L’empatia, chiave d’accesso a un’informazione diversa

A proposito di immigrazione, un caso trattato dai media è stato quello della rivolta di Rosarno, in Calabria. I giornali costruiscono la storia de “La rivolta degli schiavi”, si parla dello sfruttamento, ma si rientra sempre in un cliché, quello dello schiavo. Alcune immagini, come quella di un fotografo dell’Ansa, diventano il simbolo della rivolta: ma sono scatti che raffigurano gli africani come una minaccia.
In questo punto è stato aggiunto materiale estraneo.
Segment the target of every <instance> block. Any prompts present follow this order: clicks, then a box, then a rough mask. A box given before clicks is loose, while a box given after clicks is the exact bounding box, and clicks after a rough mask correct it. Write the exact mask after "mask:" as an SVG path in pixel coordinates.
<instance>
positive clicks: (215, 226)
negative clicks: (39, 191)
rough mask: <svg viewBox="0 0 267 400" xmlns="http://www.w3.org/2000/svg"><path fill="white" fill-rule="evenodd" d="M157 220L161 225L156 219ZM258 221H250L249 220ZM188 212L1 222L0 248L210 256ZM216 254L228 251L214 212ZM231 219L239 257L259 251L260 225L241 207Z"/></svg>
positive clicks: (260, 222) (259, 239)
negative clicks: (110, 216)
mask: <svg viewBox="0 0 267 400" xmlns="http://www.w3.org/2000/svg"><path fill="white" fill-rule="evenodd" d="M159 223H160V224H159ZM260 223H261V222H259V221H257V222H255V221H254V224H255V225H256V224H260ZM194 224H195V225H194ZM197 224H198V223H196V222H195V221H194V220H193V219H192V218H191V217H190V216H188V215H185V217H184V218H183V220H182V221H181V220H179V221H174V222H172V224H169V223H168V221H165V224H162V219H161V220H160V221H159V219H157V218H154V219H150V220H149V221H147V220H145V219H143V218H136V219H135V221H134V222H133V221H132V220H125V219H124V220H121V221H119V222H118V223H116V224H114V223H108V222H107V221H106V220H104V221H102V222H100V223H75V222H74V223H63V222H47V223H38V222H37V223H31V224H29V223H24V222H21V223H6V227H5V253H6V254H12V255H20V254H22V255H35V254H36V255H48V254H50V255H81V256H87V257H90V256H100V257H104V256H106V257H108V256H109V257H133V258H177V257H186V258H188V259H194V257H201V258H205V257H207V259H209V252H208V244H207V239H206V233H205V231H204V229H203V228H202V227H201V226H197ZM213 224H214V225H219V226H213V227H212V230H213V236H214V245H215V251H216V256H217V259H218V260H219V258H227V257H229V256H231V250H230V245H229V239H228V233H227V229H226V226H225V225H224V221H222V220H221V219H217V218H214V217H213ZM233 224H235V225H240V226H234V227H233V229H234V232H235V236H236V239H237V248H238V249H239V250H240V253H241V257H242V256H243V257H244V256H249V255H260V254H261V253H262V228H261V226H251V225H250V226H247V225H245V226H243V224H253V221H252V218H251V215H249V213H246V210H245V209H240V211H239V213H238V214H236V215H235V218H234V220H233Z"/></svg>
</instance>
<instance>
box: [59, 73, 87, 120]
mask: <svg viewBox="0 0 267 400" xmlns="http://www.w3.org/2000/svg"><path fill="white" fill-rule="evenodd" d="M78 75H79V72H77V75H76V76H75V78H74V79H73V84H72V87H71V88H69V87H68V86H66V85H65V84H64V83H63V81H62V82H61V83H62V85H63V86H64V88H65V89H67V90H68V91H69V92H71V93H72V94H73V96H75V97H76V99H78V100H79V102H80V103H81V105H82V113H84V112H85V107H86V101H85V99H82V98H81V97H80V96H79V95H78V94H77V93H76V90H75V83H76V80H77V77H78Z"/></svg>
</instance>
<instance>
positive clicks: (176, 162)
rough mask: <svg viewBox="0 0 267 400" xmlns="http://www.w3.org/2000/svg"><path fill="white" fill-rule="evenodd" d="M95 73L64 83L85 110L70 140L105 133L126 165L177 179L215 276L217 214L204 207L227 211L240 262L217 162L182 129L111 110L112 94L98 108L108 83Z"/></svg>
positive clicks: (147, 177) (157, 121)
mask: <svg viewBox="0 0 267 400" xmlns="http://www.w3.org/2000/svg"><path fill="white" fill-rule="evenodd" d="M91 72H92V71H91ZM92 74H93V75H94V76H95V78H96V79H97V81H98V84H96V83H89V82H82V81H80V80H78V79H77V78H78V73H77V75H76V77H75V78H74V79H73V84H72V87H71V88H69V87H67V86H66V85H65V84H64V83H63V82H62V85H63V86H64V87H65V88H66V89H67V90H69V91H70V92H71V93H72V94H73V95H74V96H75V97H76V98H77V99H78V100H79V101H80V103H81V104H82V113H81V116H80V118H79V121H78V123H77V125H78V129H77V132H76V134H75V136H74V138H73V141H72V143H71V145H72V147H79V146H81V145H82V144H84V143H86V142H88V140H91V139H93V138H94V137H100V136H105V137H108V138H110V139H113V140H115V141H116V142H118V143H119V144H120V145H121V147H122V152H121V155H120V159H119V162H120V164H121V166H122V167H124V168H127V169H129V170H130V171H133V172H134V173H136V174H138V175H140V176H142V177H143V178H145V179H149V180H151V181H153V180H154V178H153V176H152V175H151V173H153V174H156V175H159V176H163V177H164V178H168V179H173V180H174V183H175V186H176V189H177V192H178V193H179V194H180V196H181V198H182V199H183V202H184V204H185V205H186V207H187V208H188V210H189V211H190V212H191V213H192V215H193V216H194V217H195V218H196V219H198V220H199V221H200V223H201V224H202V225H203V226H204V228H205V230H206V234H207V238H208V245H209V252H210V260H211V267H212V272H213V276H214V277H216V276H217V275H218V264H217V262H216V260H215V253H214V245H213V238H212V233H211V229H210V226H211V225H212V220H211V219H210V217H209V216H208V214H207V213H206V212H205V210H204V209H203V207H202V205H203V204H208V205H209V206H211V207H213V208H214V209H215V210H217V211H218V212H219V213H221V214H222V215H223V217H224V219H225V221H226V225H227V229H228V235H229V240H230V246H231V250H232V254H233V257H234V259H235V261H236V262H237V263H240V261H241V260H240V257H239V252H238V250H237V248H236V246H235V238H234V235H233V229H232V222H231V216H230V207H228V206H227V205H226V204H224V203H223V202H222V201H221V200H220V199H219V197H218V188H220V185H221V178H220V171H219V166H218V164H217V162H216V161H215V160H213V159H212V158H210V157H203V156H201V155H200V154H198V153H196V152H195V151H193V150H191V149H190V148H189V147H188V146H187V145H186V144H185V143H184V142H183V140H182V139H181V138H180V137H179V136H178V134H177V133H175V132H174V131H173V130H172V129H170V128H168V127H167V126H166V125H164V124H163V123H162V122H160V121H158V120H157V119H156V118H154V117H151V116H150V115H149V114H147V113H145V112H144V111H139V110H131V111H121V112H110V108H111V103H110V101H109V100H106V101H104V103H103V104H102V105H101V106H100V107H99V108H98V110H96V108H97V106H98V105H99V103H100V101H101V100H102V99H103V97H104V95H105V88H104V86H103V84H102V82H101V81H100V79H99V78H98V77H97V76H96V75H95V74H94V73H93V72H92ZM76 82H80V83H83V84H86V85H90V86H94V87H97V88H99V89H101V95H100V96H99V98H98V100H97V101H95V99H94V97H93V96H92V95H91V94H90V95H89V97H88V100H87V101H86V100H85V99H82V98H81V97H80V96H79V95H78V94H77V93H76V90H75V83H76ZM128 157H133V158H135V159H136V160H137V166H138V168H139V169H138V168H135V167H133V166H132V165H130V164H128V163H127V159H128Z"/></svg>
L’immagine con due persone che litigano contrasta con il racconto. «Anche se si vuole raccontare l’africano come vittima dello sfruttamento, le parole contano poco con immagini come queste, dove vediamo la violenza, lo scontro bianchi-neri, con i primi protetti dalla polizia dalla violenza dei secondi» ci spiega Raffaella Cosentino. «C’è una grande incoerenza tra parole e immagini». Ma ci sono anche le buone prassi. Come un servizio video del Tg2, firmato da Valerio Capaldi. Di solito in questi racconti non c’è mai una storia personale: qui invece abbiamo la storia di una persona, raccontata nella sua semplicità: Rose. «Credo che raccontare la realtà chiamando per nome le persone sia la cosa più importante da fare» ci ha spiegato Capaldi. «Costruire l’empatia per far capire che è necessario salvarli». «Sulla nave sono saliti per la maggior parte siriani» continua. «Ognuno di loro aveva un sacchetto sigillato con dentro il passaporto e si sono messi tutti in fila come se fossero all’aeroporto. È un’immagine che testimonia che sono persone che stanno viaggiando, con una partenza e una destinazione, e non sono persone che scappano. Hanno il passaporto. Anche se non un visto sopra». «Parlare di immigrazione ci costringe a prendere una posizione, schierarci e mandare messaggi» riflette il giornalista del Tg2. «Far vedere un volto che piange significa creare l’empatia, può essere anche rassicurante per chi si sente parlare di invasione e vede poi persone che hanno dei problemi e con i quali è possibile creare una sintonia».